More than 20 years later, director Michael Mann still makes the surface vibrate, albeit through different means. Whereas the TV show used MTV aesthetics—abstraction, jump cuts, non-linear editing, and a musical flow of images—the movie benefits from the exclusive advantages of the cinematic medium of our era, digital video. Instead of making a digital image look like film, Mann embraces the new aesthetic and experiments with it. As a result, in its weaker moments the movie looks like reality TV, but in its most glorious sequences, especially during the urban night, the screen becomes an Abstract Expressionist painting come alive. A centerless image that only refers to itself. Purely light and color—two blurry green dots, a flickering red light.

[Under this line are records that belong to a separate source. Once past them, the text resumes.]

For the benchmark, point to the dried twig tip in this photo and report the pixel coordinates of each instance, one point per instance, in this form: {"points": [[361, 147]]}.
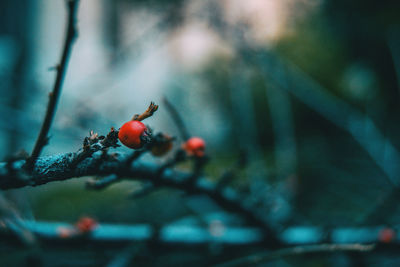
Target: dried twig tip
{"points": [[148, 113]]}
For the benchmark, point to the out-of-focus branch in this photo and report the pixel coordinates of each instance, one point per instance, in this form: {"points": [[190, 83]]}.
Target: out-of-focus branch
{"points": [[295, 236], [61, 68], [296, 251]]}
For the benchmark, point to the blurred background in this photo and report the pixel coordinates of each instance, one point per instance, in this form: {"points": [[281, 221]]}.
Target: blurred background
{"points": [[308, 89]]}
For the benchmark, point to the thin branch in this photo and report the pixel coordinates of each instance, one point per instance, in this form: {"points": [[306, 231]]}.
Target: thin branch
{"points": [[58, 168], [296, 251], [148, 113], [177, 119], [71, 34]]}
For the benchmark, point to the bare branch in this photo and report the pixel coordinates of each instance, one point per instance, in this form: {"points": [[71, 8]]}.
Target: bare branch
{"points": [[148, 113], [71, 34], [58, 168]]}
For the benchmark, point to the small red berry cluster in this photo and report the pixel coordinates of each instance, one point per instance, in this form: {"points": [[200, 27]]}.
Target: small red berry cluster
{"points": [[84, 226], [135, 134]]}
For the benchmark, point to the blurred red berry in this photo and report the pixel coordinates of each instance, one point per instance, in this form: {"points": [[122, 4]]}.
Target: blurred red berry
{"points": [[387, 235], [86, 224], [131, 132], [64, 232], [195, 146]]}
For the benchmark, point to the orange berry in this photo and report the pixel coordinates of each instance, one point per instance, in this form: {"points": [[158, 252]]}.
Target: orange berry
{"points": [[131, 132], [86, 224]]}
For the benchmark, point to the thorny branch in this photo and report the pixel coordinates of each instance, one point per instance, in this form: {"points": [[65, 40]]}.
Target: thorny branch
{"points": [[88, 162], [61, 68]]}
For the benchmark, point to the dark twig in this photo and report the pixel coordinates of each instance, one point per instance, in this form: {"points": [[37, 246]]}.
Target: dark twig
{"points": [[102, 183], [143, 189], [71, 34], [148, 113], [296, 251], [177, 119], [58, 168]]}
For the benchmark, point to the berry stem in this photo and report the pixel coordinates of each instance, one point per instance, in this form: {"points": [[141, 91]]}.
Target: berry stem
{"points": [[148, 113]]}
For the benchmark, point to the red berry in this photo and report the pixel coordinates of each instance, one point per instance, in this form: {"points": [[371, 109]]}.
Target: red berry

All of Michael Mann’s films deal with the aporia of modern masculinity. They reveal men who have lost their family authority and hence seek power and distraction in their professional identities. These men wander a cold and deceitful world. Thus Sonny Crockett leaves his wife and son in the first episode of Miami Vice and begins his modern odyssey.

In order to survive, the protagonists in Mann’s films have to be cool, untouchable, and on top of their game. Mann’s first film, produced for TV, The Jericho Mile (1979), already carries the nucleus of his complete body of work. In it, the inmate Murphy (Peter Strauss) survives the unforgiving reality of a maximum security prison by running laps in the prison yard and withholding any display of emotion.
Although not physically imprisoned, Sonny and Tubbs, like Neil (Robert DeNiro) and Vincent (Al Pacino), the two main characters in Heat (1995), exist within their emotional armor, unable to maintain meaningful relationships with their lovers and their families. Coolness is the cause of their loneliness, yet only coolness keeps them from becoming slaves to their unrealizable desires and passions. They are truly connected only to their jobs. Work is where they find new identity, control; in work they know how to act, be they cops, gangsters, or thieves.
In Mann’s world, desire makes men vulnerable. His heroes’ desires are—like the collage of objects that Frank (James Caan), the hero in Thief (1981), assembles from magazine cut-outs—media-imposed and therefore deceptive and estranging. Frank dreams of a woman, a child, a house, and a car. When he naively tries to turn his collage images into reality, he becomes a slave to a crime boss and almost dies. Murphy, the main character in The Jericho Mile, insists that his incessant running has no objective (“I don’t train—I just run”). As soon as he decides to start training to qualify for the Olympics, all hell breaks loose and his controlled environment shatters. Mann tells us that having no love, no longing, no dreams is the only safe path to follow.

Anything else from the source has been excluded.